For lawyers ready to start with contract review AI that’s designed for verification rather than hallucination, Clause Labs’s free analyzer lets you upload any contract and see a structured risk analysis in under 60 seconds — no citations to fabricate, no case law to verify, just clause-by-clause analysis of the document you provide. Try it on your next contract and see how purpose-built AI differs from the general-purpose tools that created the Mata problem.

For a deeper look at the ethical framework governing AI use in legal practice, read our guides on whether AI contract review is ethical and how ABA Rule 1.1 applies to technology competence.

Frequently Asked Questions

Can contract review AI hallucinate?

Contract review AI can make errors — miscategorizing a clause, missing a bespoke provision, or misjudging risk severity. But it doesn’t hallucinate in the Mata sense because it doesn’t generate citations, case law, or legal authority. It analyzes the specific document you provide and produces structured output (risk scores, clause identification, missing provisions) rather than freeform legal text. The risk profile is accuracy, not fabrication.

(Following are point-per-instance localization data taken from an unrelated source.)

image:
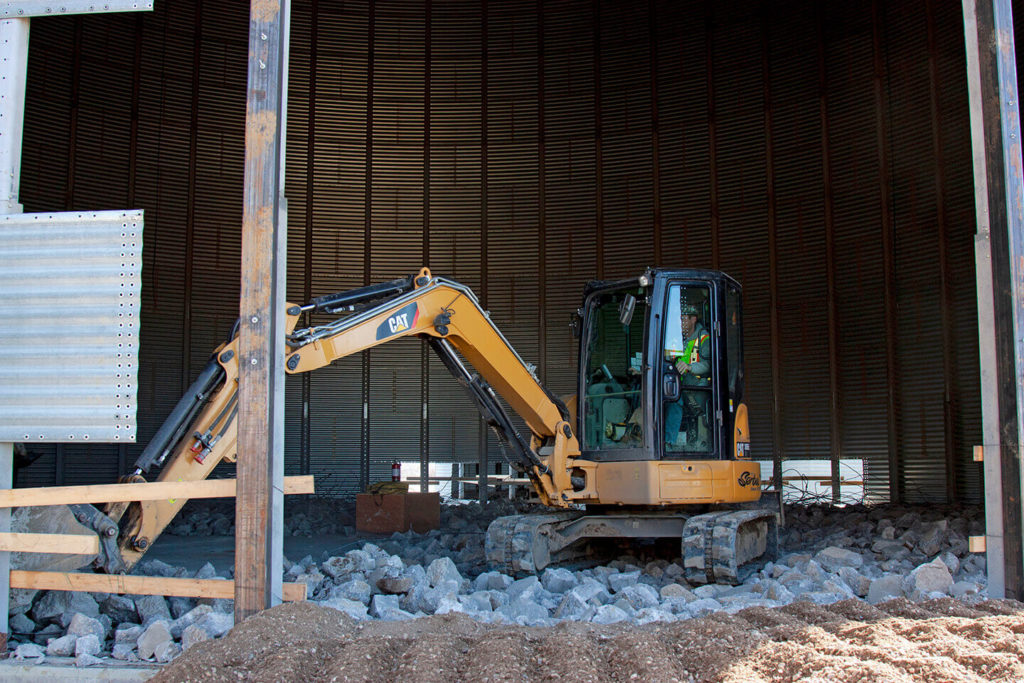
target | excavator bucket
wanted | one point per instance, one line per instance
(48, 519)
(727, 547)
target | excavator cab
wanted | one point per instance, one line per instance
(662, 369)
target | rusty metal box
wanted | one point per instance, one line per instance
(388, 513)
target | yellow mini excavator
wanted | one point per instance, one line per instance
(655, 443)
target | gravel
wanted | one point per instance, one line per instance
(827, 555)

ChatGPT is a general-purpose language model that generates text from scratch — including citations that may not exist. Clause Labs is a purpose-built contract review tool that analyzes the specific document you upload. It identifies clauses, scores risk, flags missing provisions, and suggests edits based on what’s actually in your contract. It never generates case citations or legal authority. The architecture eliminates the hallucination vector that caused Mata v. Avianca.

What should I do if I suspect AI output contains hallucinated content?

Stop, verify, and document. Check every citation against a verified legal database (Westlaw, Lexis, Google Scholar). If you find fabricated content, do not submit it. Remove it from your work product. If you’ve already submitted a filing containing unverified AI content, consider notifying the court proactively — courts have shown more leniency toward attorneys who self-report than those who are caught.

Do I need to disclose that I used AI to review a contract?

This varies by jurisdiction and context. For court filings, over 300 federal judges now require AI disclosure. For transactional work (contract review and negotiation), disclosure requirements are less defined, but ABA Formal Opinion 512 recommends transparency with clients about AI use, particularly regarding confidentiality and billing. Check your state bar’s guidance — several states now have specific AI disclosure requirements.

Has any lawyer been sanctioned specifically for using AI contract review tools?

As of early 2026, no. Every documented sanctions case involves general-purpose AI (primarily ChatGPT) used for legal research — specifically, the submission of fabricated citations. No sanctions case has involved a purpose-built contract review tool used within its designed parameters. The risk pattern is clear: sanctions arise from unverified AI-generated citations, not from AI-assisted document analysis.


This article is for informational purposes only and does not constitute legal advice. Consult a qualified attorney for advice specific to your situation.